Other cultures have had very different beliefs about amethysts. In the Middle Ages, the purple hue of the gem led to it being considered a symbol of royalty. It was often used to decorate English regalia belonging to the aristocracy. Alternatively, Tibetans believed amethyst was sacred to Buddha and it is still used today for carving prayer beads.
Worn best with…
Amethysts are a semi-precious gem perfect for every day wear. They look wonderful paired with other bright tones or are ideal for adding a flash of colour to an otherwise monochromatic look. For a super stylish outfit, we recommend pairing your amethysts with a soft grey sweater.
Best suited to…
Amethyst is a versatile gem that’s well suited to both silver and gold. Interestingly, the type of precious metal amethysts are paired with have a big impact on the appearance of the gem. When paired with silver the purple can look very cool, but when worn with gold it can appear a much warmer hue.

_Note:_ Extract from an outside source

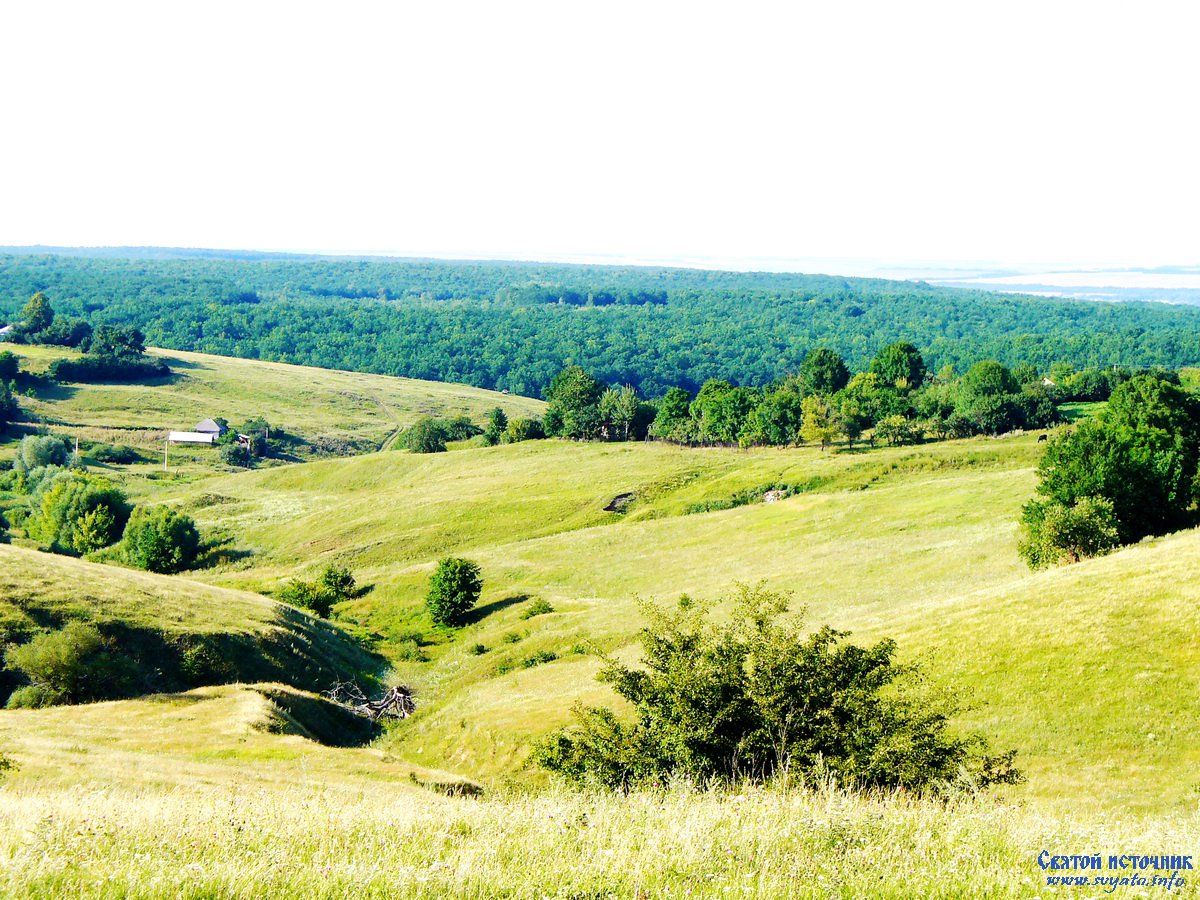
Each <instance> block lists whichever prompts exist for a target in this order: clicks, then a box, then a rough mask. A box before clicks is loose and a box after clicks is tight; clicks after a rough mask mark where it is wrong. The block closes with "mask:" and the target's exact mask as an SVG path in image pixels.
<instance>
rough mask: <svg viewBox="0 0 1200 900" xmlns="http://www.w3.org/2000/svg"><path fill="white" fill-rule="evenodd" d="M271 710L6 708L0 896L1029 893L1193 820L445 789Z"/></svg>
mask: <svg viewBox="0 0 1200 900" xmlns="http://www.w3.org/2000/svg"><path fill="white" fill-rule="evenodd" d="M274 721H276V715H275V713H274V710H272V708H271V704H270V703H269V702H268V701H266V700H265V698H264V696H263V695H262V694H260V692H259V691H258V690H256V689H251V688H217V689H203V690H198V691H192V692H190V694H186V695H174V696H166V697H148V698H144V700H138V701H122V702H120V703H97V704H92V706H88V707H79V708H74V709H65V708H59V709H47V710H28V712H18V713H7V714H5V715H4V716H0V748H2V749H4V750H5V751H7V752H10V754H12V755H13V756H14V757H16V758H17V760H18V762H19V763H20V764H22V769H20V770H19V772H18V773H17V774H16V775H11V776H10V778H8V779H7V780H6V781H5V784H4V786H2V788H0V893H2V894H4V895H5V896H13V898H60V896H78V895H84V896H97V898H107V896H112V898H118V896H131V895H133V896H139V898H202V896H203V898H251V896H253V898H260V896H265V898H293V896H306V898H308V896H312V898H346V896H354V898H384V896H420V898H440V896H463V898H499V896H505V898H530V899H532V898H545V896H556V898H571V896H574V898H578V896H589V898H590V896H601V898H602V896H683V895H689V892H690V895H691V896H731V895H733V896H754V898H780V896H797V898H828V896H841V898H912V896H925V898H947V899H949V898H964V896H996V898H1025V896H1038V895H1043V896H1045V895H1057V892H1046V889H1045V882H1044V872H1043V871H1042V870H1040V869H1039V868H1038V865H1037V862H1036V860H1037V854H1038V853H1039V852H1040V851H1042V850H1049V851H1050V852H1052V853H1104V854H1108V853H1115V854H1120V853H1165V852H1171V853H1192V852H1194V851H1195V848H1196V846H1198V844H1200V820H1198V818H1196V817H1195V816H1180V817H1174V818H1169V820H1163V821H1159V822H1157V823H1133V822H1128V821H1109V822H1106V823H1104V824H1082V823H1079V822H1075V821H1073V820H1070V818H1063V817H1054V816H1045V815H1039V814H1037V812H1033V811H1030V810H1021V809H1018V808H1013V806H1007V805H1003V804H997V803H995V802H991V800H988V799H983V798H980V799H973V798H970V797H966V798H961V799H959V800H955V802H952V803H949V804H946V803H942V802H937V800H918V799H913V798H911V797H905V796H900V794H888V793H883V794H876V796H872V797H870V798H863V797H856V796H850V794H845V793H841V792H839V791H836V790H832V788H829V787H827V786H816V787H815V788H814V790H799V788H791V790H786V791H785V790H778V788H772V790H751V791H744V792H733V793H716V792H691V791H686V790H668V791H665V792H658V793H649V792H635V793H632V794H629V796H620V794H592V793H575V792H565V791H559V790H553V791H547V792H542V793H539V794H528V793H524V792H512V791H500V792H497V793H494V794H488V796H485V797H482V798H479V799H476V798H463V797H445V796H442V794H440V793H438V792H437V791H431V790H425V788H421V787H419V786H418V785H420V784H433V785H437V784H442V782H443V781H444V779H446V776H445V775H444V773H438V772H431V770H425V769H418V768H413V767H410V766H407V764H404V763H401V762H398V761H397V760H395V758H392V757H390V756H388V755H385V754H382V752H380V751H378V750H370V749H365V750H332V749H329V748H324V746H320V745H319V744H316V743H313V742H311V740H307V739H305V738H301V737H298V736H288V734H277V733H271V728H272V727H274V725H272V722H274ZM1070 895H1073V896H1076V895H1078V896H1087V895H1091V894H1087V893H1079V892H1075V893H1072V894H1070ZM1111 895H1115V896H1136V895H1139V894H1138V893H1136V892H1132V890H1117V892H1115V893H1114V894H1111ZM1170 895H1171V896H1195V895H1196V894H1195V890H1194V889H1192V890H1190V892H1188V890H1184V892H1172V893H1171V894H1170Z"/></svg>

The Kent Amethysts form part of the crown jewels. The set includes a necklace, earrings, three brooches and a set of hair combs. You may have noticed that something is missing… in fact this is a rare example of a royal jewellery set that doesn’t include a tiara. The Kent Amethysts are sometimes worn at state events by the queen. It was last worn together in public on a state visit to Portugal in 1984.
The Tavistock Amethysts are thought to be some of the most beautiful amethysts of all. The set is owned by an aristocratic British family and was set into a tiara in around 1870. The Marquess of Tavistock Tiara includes the famous amethyst gems as well as stunning diamond leaves.